Ces intermittents, qui avaient alors provoqué l’annulation des Festivals d’Aix-en-Provence et d’Avignon, venaient de traverser le Rhône, débarquaient à la Chartreuse de Villeneuve-lez-Avignon, me sommaient d’annuler le Centre Acanthes, et de renvoyer dans leur foyers les quatre-vingts stagiaires qui, certains après un très long voyage, venaient d’arriver dans notre Septimanie, comme disait Georges Frêche.

Sous bonne garde
Difficile d’expliquer à notre compositeur japonais invité, l’excellent Toshio Hosokawa, que défendre la culture consiste d’abord à faire sombrer le navire… Ce fut une année difficile, avec clôture de certains lieux de concerts et lecture de communiqués vibrants avant chaque manifestation. Sous bonne garde, nous accueillîmes néanmoins, le dernier jour, l’Ensemble du Gagaku Yû-sei qui officia selon les traditions japonaises les plus pures dans le Cloître de la Collégiale Notre-Dame. Apaisement. Superbe souvenir !

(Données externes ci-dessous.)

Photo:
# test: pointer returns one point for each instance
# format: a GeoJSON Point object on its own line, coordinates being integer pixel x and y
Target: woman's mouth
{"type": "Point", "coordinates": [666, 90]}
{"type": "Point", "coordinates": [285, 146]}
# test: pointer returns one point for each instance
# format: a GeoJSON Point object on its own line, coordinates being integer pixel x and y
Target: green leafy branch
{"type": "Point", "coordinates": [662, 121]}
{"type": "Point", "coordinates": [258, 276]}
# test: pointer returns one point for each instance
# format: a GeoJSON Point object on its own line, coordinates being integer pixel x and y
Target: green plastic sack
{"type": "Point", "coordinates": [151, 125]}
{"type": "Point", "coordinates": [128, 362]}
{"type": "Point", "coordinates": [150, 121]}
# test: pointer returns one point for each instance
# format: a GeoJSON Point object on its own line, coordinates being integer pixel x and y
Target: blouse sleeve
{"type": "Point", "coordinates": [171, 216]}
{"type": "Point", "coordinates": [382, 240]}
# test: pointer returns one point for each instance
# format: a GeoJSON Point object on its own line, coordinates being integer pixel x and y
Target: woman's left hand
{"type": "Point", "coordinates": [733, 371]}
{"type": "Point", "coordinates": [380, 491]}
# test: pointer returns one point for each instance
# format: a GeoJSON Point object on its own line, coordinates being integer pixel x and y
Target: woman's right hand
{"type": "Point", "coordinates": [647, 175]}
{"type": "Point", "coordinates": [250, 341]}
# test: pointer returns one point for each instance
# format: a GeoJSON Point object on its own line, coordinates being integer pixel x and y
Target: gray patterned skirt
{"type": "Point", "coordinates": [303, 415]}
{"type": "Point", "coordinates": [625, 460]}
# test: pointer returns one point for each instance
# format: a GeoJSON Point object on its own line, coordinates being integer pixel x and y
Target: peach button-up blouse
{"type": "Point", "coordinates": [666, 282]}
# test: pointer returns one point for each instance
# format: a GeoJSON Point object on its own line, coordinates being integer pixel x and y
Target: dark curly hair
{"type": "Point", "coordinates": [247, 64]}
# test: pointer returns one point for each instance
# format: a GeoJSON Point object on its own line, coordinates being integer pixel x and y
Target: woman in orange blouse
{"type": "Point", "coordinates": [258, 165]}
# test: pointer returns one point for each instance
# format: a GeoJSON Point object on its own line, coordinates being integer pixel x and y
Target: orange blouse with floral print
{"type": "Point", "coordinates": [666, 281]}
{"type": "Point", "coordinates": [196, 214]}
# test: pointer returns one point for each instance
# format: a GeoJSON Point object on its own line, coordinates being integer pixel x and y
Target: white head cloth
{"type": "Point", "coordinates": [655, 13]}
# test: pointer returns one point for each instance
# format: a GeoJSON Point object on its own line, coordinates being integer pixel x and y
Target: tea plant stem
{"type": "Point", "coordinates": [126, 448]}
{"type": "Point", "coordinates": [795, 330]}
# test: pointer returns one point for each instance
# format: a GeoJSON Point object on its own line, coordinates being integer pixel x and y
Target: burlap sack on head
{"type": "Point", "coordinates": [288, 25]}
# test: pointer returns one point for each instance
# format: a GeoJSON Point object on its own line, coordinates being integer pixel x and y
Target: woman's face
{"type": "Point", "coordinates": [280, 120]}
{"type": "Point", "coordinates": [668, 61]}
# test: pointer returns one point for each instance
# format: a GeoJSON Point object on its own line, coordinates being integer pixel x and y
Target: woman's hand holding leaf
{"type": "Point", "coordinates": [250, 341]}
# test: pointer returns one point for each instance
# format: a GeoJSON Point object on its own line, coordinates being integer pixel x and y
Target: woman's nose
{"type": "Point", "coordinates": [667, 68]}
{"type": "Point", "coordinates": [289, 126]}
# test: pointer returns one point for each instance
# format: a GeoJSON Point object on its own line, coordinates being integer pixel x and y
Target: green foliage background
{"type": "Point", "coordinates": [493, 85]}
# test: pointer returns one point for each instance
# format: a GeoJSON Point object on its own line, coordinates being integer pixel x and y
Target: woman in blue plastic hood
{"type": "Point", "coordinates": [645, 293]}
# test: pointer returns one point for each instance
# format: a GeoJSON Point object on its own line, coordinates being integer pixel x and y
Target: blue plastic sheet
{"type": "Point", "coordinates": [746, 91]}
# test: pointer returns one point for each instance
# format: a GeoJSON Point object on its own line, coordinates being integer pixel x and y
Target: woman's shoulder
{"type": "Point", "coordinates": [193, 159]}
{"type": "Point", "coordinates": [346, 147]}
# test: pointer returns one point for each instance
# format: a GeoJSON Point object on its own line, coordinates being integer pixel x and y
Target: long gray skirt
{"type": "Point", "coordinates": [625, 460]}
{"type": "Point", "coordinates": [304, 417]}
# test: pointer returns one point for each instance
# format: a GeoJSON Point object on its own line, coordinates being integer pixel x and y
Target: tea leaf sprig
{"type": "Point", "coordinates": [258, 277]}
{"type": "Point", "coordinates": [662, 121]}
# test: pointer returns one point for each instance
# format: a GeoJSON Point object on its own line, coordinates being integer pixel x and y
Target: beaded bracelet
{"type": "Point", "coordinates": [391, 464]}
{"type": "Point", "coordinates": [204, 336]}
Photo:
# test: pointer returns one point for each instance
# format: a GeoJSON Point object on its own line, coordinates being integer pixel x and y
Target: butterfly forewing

Les quatre moines-chanteurs, surgis du fond des âges. Ils avaient fait l’aller-retour Tokyo-Marseille pour deux représentations, les 22 et 23 juillet 2003…

Les quatre moines-chanteurs, surgis du fond des âges. Ils avaient fait l’aller-retour Tokyo-Marseille pour deux représentations, les 22 et 23 juillet 2003…

À la moulinette
Deuxième acte — Retour à notre programme : c’est admirable de pouvoir enfiler autant de communiqués et de flashes promo, avec l’espoir de retenir une poignée de téléspectateurs. L’école de la patience. Pour ma part, j’attends avec curiosité le programme « musical » qui suit et que le service de presse a cru bon de me signaler. Cela s’intitule, pour la troisième année consécutive, La Grande Battle, titre qui n’est, il faut le dire, guère encourageant ; mais il s’agit d’un jeu autour de la musique classique, tout ce que j’aime, ayant moi-même jadis proposé quantité de jeux aux auditeurs de France-Musique et, à la demande d’un des nombreux directeurs de la chaîne encore unique de la télévision française, envoyé différents projets, dont une formule ludique qui ne fut pas retenue (l’une de mes nombreuses frustrations…). Ce soir, on passe à la moulinette quelques thèmes classiques bien connus, de la Reine de la Nuit à la Moldau en passant par le 1er Prélude du Clavier bien tempéré.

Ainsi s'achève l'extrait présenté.